By Ruma Paul

COX’S BAZAR, Bangladesh (Reuters) – It was soon after afternoon prayers at a mosque near western Myanmar’s Maungdaw town last month that 45-year-old Abdur said he looked up and spotted a drone hovering above. It was armed.

“Within seconds, there was an explosion, and I lost consciousness,” said the bearded farmer, asking only to use his first name because of security concerns. He said he was injured in the legs.

Abdur, who spoke to Reuters near a refugee camp in Cox’s Bazar in Bangladesh, provided one of the first eyewitness accounts of the ongoing fighting in Maungdaw and of Myanmar’s minority Muslim Rohingya fleeing the town.

“It is a horrible situation,” said Abdur, among the Rohingya who crossed into Bangladesh from Myanmar in the last month, referring to Maungdaw. The father of 12 children, some of who are still in Myanmar along with his wife, lay on a bed, with bandages on his left shin and right thigh.

Sprawling camps in Cox’s Bazar are already home to around one million displaced Rohingya, and Bangladesh authorities have repeatedly said they cannot accept any more refugees from neighbouring Myanmar.

Still, dozens of Rohingya looking to escape the clashes and worsening conditions in Rakhine state, where Maungdaw is located, have found their way into Bangladesh, according to six residents of the Cox’s Bazar camps.

Bangladesh’s foreign and interior ministries did not immediately respond to emails seeking comment.

However, Mohammed Mizanur Rahman, the Bangladesh official tasked with refugee relief and repatriation, said late last month his office had received reports of Rohingya crossing over to refugee camps in the Cox’s Bazar area.

Myanmar was plunged into chaos in 2021 after the junta deposed the elected government of Nobel laureate Aung San Suu Kyi in a coup, sparking a protest movement that has grown to become a nationwide armed rebellion.

The Arakan Army (AA), part of the armed resistance against Myanmar’s military junta, laid siege to Maungdaw last month, after warning the town’s population – comprising some 70,000 Rohingya – to leave the coastal settlement overnight.

The junta said on June 26 that its troops are continuing to battle the AA there, describing the group as “terrorists”.

Spokesmen for the AA and the junta did not respond to calls from Reuters.

Reuters could not independently verify the current state of fighting in Maungdaw.

Volker Turk, the U.N. high commissioner for human rights, said last month that tens of thousands of Rohingya are trapped in Maungdaw: “There is nowhere to flee.”

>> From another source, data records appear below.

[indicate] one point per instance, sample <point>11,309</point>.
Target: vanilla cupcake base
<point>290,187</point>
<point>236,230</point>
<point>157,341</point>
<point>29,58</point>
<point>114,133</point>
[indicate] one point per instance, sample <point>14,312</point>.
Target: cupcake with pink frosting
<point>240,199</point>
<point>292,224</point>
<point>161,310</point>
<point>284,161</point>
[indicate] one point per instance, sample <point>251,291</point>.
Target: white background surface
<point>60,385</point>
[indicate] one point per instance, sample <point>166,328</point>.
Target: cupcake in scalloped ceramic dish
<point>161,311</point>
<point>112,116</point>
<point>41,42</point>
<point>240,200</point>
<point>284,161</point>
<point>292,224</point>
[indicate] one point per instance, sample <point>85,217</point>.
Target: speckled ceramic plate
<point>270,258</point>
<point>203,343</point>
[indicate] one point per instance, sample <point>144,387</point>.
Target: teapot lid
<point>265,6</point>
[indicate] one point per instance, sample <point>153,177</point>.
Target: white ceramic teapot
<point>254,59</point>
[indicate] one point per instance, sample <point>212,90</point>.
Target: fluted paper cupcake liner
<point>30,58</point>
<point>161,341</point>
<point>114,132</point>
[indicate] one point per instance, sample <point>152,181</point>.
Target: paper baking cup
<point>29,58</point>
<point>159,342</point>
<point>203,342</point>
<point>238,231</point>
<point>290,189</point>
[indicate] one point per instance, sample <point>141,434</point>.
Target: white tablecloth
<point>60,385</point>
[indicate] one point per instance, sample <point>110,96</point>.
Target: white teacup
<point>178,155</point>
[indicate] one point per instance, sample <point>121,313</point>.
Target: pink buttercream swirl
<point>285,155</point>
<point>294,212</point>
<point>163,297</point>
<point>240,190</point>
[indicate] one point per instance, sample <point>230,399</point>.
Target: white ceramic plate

The Rohingya have been long persecuted in Buddhist-majority Myanmar, and hundreds of thousands of them fled the country in 2017 after a crackdown by the military, which was accused of having committed ethnic cleansing against the community.


Abdur and another Rohingya man still inside Maungdaw described a shifting frontline spanning the town and nearby villages in bitter fighting between the AA and junta troops. The junta has accused the AA of using armed drones in the area.

After sustaining the injuries on June 19, Abdur said he rested at a relative’s house in the town and left for Bangladesh on a boat with seven other people the next night.

“I never thought of leaving my village, not even in 2017,” he said, “I don’t see any future for us. It all looks bleak.”

Inside Maungdaw, the local population has been forced to stay indoors, according to the resident still living there, who said he recently moved from the centre of the town to an area under rebel control.

“Many Rohingya are feeling hunger because they do not have enough food,” he said, asking not to be named because of fear of reprisals. He did not provide other personal details.

“If anyone goes outside his home, his life is not guaranteed,” the man said.

The United Nations World Food Programme said last week that its warehouse in Maungdaw, holding 1,175 metric tons of food and supplies that could sustain 64,000 people for a month, had been looted and burnt down in June.

It did not blame any specific party for the incident.

Médecins Sans Frontières (MSF) has also ceased essential services in parts of Rakhine, including Maungdaw, the medical charity said in a June 27 statement.

“This indefinite suspension of our activities will leave them with zero access to healthcare in the face of huge needs,” MSF said.